A linker is in general a program (tool) used in application compiling process to incorporate together all required program artifacts (DLLs, assemblies, libraries, etc.) needed for an executable program.
The .NET core team is working on a .NET IL Linker version, with the goal to reduce the size of .NET Core applications. If you remember, similar approach was used by .NET native several years ago. Making application footprint small is in many scenarios not really required. But when .NET application has to be download before execution, it is good to have smaller footprint. For example, when application is downloaded from application store. Interestingly Microsoft is working on a project called "Blazor", which will leverage WebAssembly format to execute .NET code in a browser. Because applications, which run in browser, first have to be downloaded, the footprint of application does matter in this scenario too.
To recap, when using .NET IL linker, we want to create application footprint as small as possible.
To demonstrate linker in action, I have used an existing .NET Core 2.0 application. It is in this context an example application, a CLI command line toll inside of daenet IoTService platform.

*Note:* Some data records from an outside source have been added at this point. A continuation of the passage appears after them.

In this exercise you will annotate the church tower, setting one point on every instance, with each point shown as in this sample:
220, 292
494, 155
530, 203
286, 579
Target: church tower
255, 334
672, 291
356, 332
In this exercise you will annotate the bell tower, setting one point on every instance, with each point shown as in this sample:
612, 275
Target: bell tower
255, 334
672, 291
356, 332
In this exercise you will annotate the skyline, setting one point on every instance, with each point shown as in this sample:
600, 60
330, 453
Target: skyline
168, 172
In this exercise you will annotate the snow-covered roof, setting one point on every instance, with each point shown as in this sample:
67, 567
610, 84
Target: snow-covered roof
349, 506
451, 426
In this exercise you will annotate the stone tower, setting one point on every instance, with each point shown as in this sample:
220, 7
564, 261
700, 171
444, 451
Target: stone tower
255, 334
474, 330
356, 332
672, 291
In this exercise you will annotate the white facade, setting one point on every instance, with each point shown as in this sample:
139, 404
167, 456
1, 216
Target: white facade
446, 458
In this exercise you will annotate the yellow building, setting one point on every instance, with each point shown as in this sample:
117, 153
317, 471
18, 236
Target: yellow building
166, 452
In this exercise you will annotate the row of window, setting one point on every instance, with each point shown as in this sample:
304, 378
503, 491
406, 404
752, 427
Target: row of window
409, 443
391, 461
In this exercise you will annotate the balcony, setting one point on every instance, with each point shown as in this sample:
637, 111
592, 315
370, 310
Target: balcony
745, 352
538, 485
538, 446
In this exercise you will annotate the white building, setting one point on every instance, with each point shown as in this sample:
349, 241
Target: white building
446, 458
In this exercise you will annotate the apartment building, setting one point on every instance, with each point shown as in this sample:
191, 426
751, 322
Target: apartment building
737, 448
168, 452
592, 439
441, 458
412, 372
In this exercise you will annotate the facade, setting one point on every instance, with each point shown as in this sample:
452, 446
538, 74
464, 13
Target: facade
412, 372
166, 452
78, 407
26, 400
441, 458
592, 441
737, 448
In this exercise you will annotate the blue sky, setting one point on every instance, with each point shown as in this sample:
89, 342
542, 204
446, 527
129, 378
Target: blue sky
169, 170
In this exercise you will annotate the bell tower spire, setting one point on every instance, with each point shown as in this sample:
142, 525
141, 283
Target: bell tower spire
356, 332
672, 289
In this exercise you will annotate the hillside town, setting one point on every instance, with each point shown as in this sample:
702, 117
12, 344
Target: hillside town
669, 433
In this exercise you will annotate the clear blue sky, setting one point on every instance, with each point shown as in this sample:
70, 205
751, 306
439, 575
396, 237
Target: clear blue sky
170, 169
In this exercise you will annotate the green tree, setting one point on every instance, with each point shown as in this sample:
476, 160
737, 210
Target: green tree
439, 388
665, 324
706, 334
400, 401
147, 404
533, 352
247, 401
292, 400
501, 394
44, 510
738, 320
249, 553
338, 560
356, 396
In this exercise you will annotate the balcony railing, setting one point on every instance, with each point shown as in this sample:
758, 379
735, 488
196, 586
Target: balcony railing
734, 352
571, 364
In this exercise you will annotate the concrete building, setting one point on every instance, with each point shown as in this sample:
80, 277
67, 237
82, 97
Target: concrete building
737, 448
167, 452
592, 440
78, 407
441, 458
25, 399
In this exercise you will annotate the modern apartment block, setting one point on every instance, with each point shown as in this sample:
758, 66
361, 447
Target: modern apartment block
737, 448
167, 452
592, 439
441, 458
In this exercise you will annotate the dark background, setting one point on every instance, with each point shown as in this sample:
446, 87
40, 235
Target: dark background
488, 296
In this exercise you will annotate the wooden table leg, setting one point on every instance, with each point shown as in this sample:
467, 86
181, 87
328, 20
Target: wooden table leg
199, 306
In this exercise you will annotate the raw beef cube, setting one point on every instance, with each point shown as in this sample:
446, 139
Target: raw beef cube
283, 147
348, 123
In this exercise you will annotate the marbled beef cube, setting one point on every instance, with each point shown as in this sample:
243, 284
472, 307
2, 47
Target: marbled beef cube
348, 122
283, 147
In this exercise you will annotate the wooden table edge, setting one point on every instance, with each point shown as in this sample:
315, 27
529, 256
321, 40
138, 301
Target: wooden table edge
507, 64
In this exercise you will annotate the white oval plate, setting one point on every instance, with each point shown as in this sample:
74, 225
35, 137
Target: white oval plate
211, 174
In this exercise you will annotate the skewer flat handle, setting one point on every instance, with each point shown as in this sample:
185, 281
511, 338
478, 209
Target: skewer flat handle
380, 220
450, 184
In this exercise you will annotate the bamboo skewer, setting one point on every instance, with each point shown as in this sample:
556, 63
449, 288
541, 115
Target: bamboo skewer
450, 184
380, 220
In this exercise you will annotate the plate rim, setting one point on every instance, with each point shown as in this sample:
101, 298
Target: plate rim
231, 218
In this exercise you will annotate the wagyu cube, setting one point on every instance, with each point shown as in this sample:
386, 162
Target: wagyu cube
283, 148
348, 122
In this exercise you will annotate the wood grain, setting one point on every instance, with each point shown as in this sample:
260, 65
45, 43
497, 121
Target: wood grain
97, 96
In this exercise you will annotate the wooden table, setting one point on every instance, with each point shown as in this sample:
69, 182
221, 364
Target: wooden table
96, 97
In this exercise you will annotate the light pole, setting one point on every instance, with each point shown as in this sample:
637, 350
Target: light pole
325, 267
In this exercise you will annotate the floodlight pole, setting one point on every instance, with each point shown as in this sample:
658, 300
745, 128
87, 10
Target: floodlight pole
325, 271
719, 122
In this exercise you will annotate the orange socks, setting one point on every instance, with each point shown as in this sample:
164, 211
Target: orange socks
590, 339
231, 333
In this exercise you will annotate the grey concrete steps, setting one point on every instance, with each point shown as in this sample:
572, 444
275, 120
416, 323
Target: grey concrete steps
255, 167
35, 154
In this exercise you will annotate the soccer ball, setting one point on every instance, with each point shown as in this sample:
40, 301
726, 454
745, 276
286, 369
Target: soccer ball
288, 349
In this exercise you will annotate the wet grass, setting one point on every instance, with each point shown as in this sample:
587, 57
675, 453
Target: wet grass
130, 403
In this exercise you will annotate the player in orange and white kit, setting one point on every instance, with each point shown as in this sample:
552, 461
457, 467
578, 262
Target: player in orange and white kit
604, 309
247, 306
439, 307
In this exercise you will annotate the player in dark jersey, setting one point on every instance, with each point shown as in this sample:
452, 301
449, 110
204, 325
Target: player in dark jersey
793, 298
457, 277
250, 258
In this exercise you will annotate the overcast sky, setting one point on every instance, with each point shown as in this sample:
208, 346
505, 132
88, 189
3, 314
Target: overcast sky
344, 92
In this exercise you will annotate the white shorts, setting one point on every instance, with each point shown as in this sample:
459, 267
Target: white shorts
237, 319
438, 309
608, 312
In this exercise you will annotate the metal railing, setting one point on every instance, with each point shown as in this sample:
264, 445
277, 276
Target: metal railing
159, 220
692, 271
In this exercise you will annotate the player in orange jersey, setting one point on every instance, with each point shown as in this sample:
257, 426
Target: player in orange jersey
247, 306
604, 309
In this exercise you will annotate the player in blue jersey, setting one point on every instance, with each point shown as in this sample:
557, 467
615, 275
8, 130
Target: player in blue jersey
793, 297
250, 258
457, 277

I used following command line to build and publish my executable:
publish -c release -r win-x64 -o out
This is nothing new. It creates an application with s called framework independent deployment (FID). As next I added a new nuget configuration to the project:
dotnet new nuget
, and finally pasted following in the newly created nuget configuration:
<?xml version="1.0" encoding="utf-8"?>
<configuration>
<packageSources>
<add key="dotnet-core"
value="https://dotnet.myget.org/F/dotnet-core/api/v3/index.json" />
</packageSources>
</configuration>
Please not the URI of .NET Core API feed v3 : https://dotnet.myget.org/F/dotnet-core/api/v3/index.json. This feed contains the linker NUGET package ILLink.Task
<PackageReference Include="ILLink.Tasks" Version="0.1.4-preview-906439" />
As next I build the application with using of IL linker:
publish -c release -r win-x64 -o out /p:LinkDuringPublish=true
Here is the result, which shows differnece in size of two builds:
Build type | Size of output | Number of items in output folder |
---|---|---|
Build with IL linker | 52,9 MB (55.500.395 bytes) | 211 |
Build without IL Linker | 80,4 MB (84.370.552 bytes) | 274 |
If you want to get more details about package compression, execute following statement:
dotnet publish -c release -r win-x64 -o out-with-linker /p:LinkDuringPublish=true /p:ShowLinkerSizeComparison=true
Here is a snapshot of the result :
Assembly | Before | After | Size decrease |
---|---|---|---|
iotsvcctl.dll | 126.464 | 126.464 | 0,00 % |
Microsoft.Win32.Registry.dll | 85.008 | 17.920 | 78,92 % |
Microsoft.VisualBasic.dll | 465.416 | 0 | 100,00 % |
. . . | . . . | . . . | . . . |
Total | 66.180 | 37.322 | 43,61 % |
Recap
.NET IL Linker is a new tool, which helps making .NET Core application footprint smaller.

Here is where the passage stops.